Je vais mourir

Je vais mourir.

Je ne sais pas quand ils viendront.

Parfois j’ai envie de raconter. Mais il n’y a personne. Et je ne sais pas où tu es. Je ne sais pas si tu vis encore. Tu m’as laissée dans le silence. Tu es partie. Le silence bourdonne. Je parle tout haut. Je dois dire avant d’écrire. Sinon je ne trouve pas les mots. Je n’aime pas les mots. Ils manquent de fierté. Ils se lamentent.

Le silence c’est un océan. Tu aurais pu l’explorer. Souvent, je pense ça. Si tu étais restée, tu l’aurais exploré. Il se rapproche. Il m’empêche de respirer. A cause de lui, j’ai pleuré. Tellement souvent que je n’ai plus honte aujourd’hui.

Les images sont là tout le temps. Chaque seconde de ma vie est cachée dans un recoin de ma tête et je ne le savais pas. Les images circulent. Parfois, il y en a une qui s’éclaire. Tout est là, chaque sensation, tous les bruits. Rien n’est oublié. J’aurais préféré oublier.

Il y a toujours à boire. Quand j’ouvre l’armoire, il y a toujours du saké. Je n’en achète jamais. Il y a toujours du pain aussi. Je le donne aux oiseaux. Parfois la vaisselle est faite. Quelqu’un a réparé la fenêtre de ta chambre. La branche du sapin l’avait cassée. Il y a eu une tempête. Le vent tournait autour de la maison comme un animal qui veut entrer. J’aime ça. Ça chasse le silence. Puis j’ai entendu le verre se briser. J’ai cru que t u étais revenue. Mais quand j’ai poussé la porte, il n’y avait personne.

Il n’y a jamais personne. Tu es partie.

Il n’y aura plus jamais personne.

Celui qui vient, je ne le vois jamais. Il attend que je sois sortie.
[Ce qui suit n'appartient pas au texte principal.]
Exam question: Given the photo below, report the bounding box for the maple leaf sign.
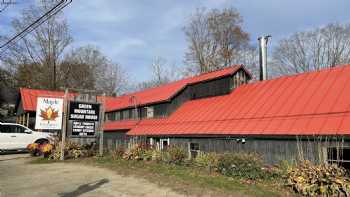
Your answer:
[40,106,58,121]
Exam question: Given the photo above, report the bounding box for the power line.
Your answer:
[0,0,16,13]
[0,0,73,55]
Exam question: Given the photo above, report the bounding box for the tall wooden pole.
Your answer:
[27,112,29,127]
[99,93,106,157]
[60,89,68,161]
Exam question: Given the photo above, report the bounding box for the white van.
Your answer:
[0,122,52,152]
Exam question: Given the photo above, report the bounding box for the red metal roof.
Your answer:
[128,65,350,136]
[106,65,246,111]
[103,120,138,131]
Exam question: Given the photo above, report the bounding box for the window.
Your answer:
[146,107,154,118]
[123,109,130,120]
[115,111,120,120]
[189,142,199,158]
[160,138,170,150]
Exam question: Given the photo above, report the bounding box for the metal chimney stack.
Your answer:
[258,35,271,81]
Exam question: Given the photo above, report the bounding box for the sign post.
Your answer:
[69,101,100,137]
[60,89,68,161]
[99,93,106,157]
[35,97,63,130]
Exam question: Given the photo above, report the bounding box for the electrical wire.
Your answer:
[0,0,73,56]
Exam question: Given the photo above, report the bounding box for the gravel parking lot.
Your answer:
[0,154,183,197]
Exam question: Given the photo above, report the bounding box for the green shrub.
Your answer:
[286,161,350,196]
[112,146,125,159]
[194,152,219,172]
[218,153,266,179]
[49,141,96,160]
[163,146,187,164]
[123,144,153,161]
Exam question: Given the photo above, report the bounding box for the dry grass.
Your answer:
[73,157,295,197]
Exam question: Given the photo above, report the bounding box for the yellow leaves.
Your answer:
[320,186,326,194]
[287,162,350,196]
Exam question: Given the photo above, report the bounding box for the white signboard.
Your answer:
[35,97,63,130]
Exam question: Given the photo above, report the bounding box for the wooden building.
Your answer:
[106,65,350,165]
[17,65,350,165]
[104,65,251,148]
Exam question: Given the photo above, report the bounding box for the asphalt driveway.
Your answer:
[0,154,183,197]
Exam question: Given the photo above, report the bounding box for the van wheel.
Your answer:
[35,139,49,145]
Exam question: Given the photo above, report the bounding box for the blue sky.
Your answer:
[0,0,350,81]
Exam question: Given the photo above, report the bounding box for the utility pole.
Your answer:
[60,88,68,161]
[99,93,106,157]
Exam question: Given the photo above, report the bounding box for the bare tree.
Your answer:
[184,8,249,73]
[273,24,350,75]
[130,57,182,91]
[60,45,127,95]
[1,1,72,89]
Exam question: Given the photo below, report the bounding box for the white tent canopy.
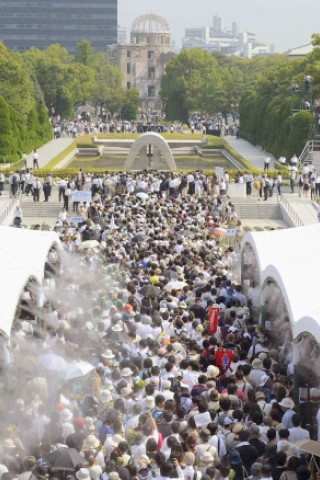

Je sors tous les jours. Je vais où tu allais. Mais c’est différent aujourd’hui. Tout est devenu mort. C’est devenu un cimetière. Les arbres sont encore là. Ils grandissent. Ils perdent leurs feuilles et elles repoussent. Mais leur cœur s’est brisé. Plus rien ne palpite. Ils sont aussi vides que moi.

Des carcasses qui attendent.

Celui qui vient, c’est Yvan. Je suis sûre de cela. Il est capable de ça. C’est sa présence qui alourdit tout. Il sème du gris. Je le chasserai à coups de fusil la prochaine fois.

J’ai pensé ça la première que je l’ai vu, cet homme-là est si gris qu’il va avoir besoin de me manger. Pourtant je l’ai épousé.

Il y avait trop d’amour dans son regard. Quelqu’un qui a autant de passion dans le regard, c’est un affamé qui croit que c’est lui qui va te nourrir.

Je l’ai épousé parce que je l’ai détesté, immensément, immédiatement.

J’ai voulu le punir d’avoir osé m’aborder. J’ai voulu punir son manque de pudeur. Ceux qui aiment vraiment restent impassibles. Leur visage est de glace. Un homme séduit par sa présence silencieuse. Il est là et se tait. Il baisse les yeux respectueusement.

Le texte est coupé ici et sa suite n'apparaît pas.